Many people come and say “I am sorry for your loss”. At a time like this, no one really knows what to say, no one can find the magic words that make this kind of pain ease, even temporarily. And although, I too am sorry for the loss of a man whom I was blessed enough to call my brother, I am awash by a wave of absolute awe and gratitude that God saw fit to not only bless me with but to relate me to a man so humble, so touched with grace and intelligence and wit. I always felt a little small being Paul’s sister. I was never as witty. Never as bright. Never as quick. Never as incredible as my big brother.
He was my big brother.
I found out on my first mission trip to the DR (dominican republic), that while at the Houston’s lake house immediately after the diagnosis, Janeu declared to John, Paul and Sam that she was going to start praying for the rapture. Paul said – no. please don’t do that. My mother and sister don’t know the Lord. My big brother who at a time of tremendous shock and horror at his projected life following the ALS diagnosis, decided to take his sister’s hand and say “come with me. Come with me on this journey and I promise you that it will change your life.” And he was right. He brought us both, my mother and me, to Jesus.
There is no way to express the soul ripping that one experiences seeing a loved one endure the ravages of ALS. I still can close my eyes and remember Paul patiently teaching me to drive a stick shift on Voss Road in Memorial. With sweat running down my spine, and cars lined up behind, literally laying on their horn, he said “don’t worry about them. You can do this. Ease off the clutch and give it some gas….” I don’t think the gears on his Celica were ever the same. I remember my heart breaking when he had to leave to go back to school in England, and fantasizing about his wonderful adventurous life. I remember dad lowering him into the water face first, holding him by the ankles to try to figure out what was under the sailboat in the crystal clear water of the Florida Keys. Initially calm and cool he turned frantic, literally bending at the waist and holding onto the railing before my dad had time to react – “a shark. Definitely a shark.” I remember scuba diving with him and his expression of fascination and joy and sharing this unbelievable moment of being in another beautiful pristine world where we weren’t supposed to be breathing but we were! We were breathing underwater!

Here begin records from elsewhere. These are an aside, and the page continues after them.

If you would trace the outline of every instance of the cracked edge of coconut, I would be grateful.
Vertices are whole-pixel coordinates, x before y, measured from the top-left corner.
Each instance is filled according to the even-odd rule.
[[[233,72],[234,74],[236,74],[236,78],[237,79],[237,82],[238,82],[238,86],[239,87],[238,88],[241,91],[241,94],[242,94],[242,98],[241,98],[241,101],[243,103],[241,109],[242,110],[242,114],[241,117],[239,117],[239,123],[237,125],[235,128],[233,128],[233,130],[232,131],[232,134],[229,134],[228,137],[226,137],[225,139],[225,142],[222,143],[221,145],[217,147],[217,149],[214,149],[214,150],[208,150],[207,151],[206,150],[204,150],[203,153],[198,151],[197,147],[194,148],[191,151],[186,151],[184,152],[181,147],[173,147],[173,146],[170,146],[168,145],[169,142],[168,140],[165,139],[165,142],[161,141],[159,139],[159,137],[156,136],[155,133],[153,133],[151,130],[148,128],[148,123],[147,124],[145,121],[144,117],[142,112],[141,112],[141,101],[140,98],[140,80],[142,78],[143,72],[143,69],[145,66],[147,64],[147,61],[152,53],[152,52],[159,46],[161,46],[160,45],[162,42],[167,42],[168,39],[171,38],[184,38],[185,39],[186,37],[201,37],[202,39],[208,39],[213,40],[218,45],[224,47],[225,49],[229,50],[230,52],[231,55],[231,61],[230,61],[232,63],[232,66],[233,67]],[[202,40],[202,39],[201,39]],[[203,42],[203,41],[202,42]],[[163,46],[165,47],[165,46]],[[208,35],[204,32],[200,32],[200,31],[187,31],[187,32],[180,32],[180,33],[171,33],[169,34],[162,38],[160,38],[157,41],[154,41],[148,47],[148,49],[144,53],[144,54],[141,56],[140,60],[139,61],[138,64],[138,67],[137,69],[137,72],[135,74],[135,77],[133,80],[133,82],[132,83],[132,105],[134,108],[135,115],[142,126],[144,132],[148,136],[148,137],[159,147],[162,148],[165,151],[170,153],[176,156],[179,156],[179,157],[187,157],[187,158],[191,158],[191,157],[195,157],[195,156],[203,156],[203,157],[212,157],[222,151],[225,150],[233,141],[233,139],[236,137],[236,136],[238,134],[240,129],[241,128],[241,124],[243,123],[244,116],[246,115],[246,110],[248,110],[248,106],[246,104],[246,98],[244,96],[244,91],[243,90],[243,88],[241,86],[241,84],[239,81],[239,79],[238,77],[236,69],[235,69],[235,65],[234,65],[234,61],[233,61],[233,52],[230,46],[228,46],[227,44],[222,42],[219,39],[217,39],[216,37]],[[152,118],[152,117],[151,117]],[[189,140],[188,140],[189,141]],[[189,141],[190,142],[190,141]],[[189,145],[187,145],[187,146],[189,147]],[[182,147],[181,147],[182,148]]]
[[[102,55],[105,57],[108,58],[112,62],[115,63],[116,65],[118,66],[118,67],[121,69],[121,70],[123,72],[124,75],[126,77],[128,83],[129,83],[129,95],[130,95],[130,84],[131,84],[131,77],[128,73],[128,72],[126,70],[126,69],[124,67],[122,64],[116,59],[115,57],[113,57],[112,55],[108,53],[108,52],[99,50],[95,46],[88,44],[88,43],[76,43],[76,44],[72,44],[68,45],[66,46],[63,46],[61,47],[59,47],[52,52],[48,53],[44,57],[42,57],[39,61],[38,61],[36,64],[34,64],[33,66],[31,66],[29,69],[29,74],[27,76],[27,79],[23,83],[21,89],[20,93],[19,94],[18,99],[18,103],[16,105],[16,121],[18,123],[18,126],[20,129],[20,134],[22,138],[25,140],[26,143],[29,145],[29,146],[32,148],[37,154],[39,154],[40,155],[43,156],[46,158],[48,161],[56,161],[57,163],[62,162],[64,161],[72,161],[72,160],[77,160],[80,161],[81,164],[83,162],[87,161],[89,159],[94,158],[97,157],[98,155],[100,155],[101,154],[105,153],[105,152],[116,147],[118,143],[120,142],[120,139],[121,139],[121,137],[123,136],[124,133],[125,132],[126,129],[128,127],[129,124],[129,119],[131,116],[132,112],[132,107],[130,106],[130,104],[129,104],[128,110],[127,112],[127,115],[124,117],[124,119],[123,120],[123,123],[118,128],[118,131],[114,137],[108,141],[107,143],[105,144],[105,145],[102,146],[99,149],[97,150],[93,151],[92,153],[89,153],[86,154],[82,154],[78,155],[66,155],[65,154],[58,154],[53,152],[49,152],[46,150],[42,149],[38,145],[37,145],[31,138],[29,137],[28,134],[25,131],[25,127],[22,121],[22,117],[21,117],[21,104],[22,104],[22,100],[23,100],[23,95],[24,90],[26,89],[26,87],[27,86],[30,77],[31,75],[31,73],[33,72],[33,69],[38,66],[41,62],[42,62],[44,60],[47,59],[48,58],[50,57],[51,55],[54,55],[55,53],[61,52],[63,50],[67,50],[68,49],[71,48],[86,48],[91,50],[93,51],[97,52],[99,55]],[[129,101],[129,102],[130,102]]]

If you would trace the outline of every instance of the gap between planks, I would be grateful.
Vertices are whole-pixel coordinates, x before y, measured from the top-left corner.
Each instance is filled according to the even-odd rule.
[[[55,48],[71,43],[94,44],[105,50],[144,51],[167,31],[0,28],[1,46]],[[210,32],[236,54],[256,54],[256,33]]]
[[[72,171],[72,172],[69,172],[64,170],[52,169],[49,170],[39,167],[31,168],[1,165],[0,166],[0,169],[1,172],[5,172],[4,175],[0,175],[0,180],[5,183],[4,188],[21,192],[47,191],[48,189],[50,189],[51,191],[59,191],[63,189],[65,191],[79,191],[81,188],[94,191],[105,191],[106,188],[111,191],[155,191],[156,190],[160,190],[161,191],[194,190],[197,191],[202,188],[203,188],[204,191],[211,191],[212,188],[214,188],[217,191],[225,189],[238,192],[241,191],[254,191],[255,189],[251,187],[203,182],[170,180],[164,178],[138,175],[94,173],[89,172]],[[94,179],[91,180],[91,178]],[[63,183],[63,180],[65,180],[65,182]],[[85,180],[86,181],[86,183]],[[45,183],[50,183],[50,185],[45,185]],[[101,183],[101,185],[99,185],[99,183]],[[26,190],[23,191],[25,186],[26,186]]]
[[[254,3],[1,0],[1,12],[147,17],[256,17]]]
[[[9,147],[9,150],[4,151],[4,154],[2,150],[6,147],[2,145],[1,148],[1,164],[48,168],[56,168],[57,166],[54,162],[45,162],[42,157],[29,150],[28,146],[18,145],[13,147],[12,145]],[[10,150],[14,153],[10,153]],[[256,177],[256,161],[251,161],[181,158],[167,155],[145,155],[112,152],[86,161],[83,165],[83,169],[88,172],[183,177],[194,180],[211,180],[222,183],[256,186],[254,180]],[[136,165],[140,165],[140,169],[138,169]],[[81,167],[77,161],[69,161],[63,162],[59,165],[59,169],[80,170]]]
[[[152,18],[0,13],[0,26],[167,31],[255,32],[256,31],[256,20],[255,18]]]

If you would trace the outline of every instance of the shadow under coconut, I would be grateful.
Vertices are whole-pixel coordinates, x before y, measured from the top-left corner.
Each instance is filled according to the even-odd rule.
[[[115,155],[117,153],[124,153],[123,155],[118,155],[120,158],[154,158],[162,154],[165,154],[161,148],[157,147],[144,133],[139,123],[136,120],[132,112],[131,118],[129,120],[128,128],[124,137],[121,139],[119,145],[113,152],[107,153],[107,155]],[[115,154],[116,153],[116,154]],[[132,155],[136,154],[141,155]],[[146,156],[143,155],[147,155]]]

And I remember him taking my hand and squeezing it and I looked at him and I could tell by his eyes that he was so filled with joy and love and wonder – just as I was.
Because as most of us have witnessed during this time, Paul was able to express so much with his eyes.
Today, I express my sadness at the loss to this world of my brother. But in my heart, I know with absolute certainty that he has fallen to his knees in the presence of Jesus who in turn has lifted him up, with a brilliant smile and asked him to walk and talk with him for a while. Well-done, good and faithful servant, he has said to Paul, you have served me well. And Paul is filled with love and joy and freedom, as he should be. He is finally home. He is talking, laughing, and at supreme peace.So when others come with sympathetic hearts and express their sorrow, I wish instead that they would say how blessed I am. How deeply, deeply grateful I am to have been given the honor of knowing a man, of having a brother who cared so much for his little sister that he walked her and sometimes carried her only to lay her in the lap of Jesus and say “here she is Lord. I love her this much.” Thank you, Paul, for loving me so much. I will miss you every day that I am here, but I find peace in the knowledge that with a twinkle in your eye and that endearing smile you will be at the door waiting for me, when it is my time to come home.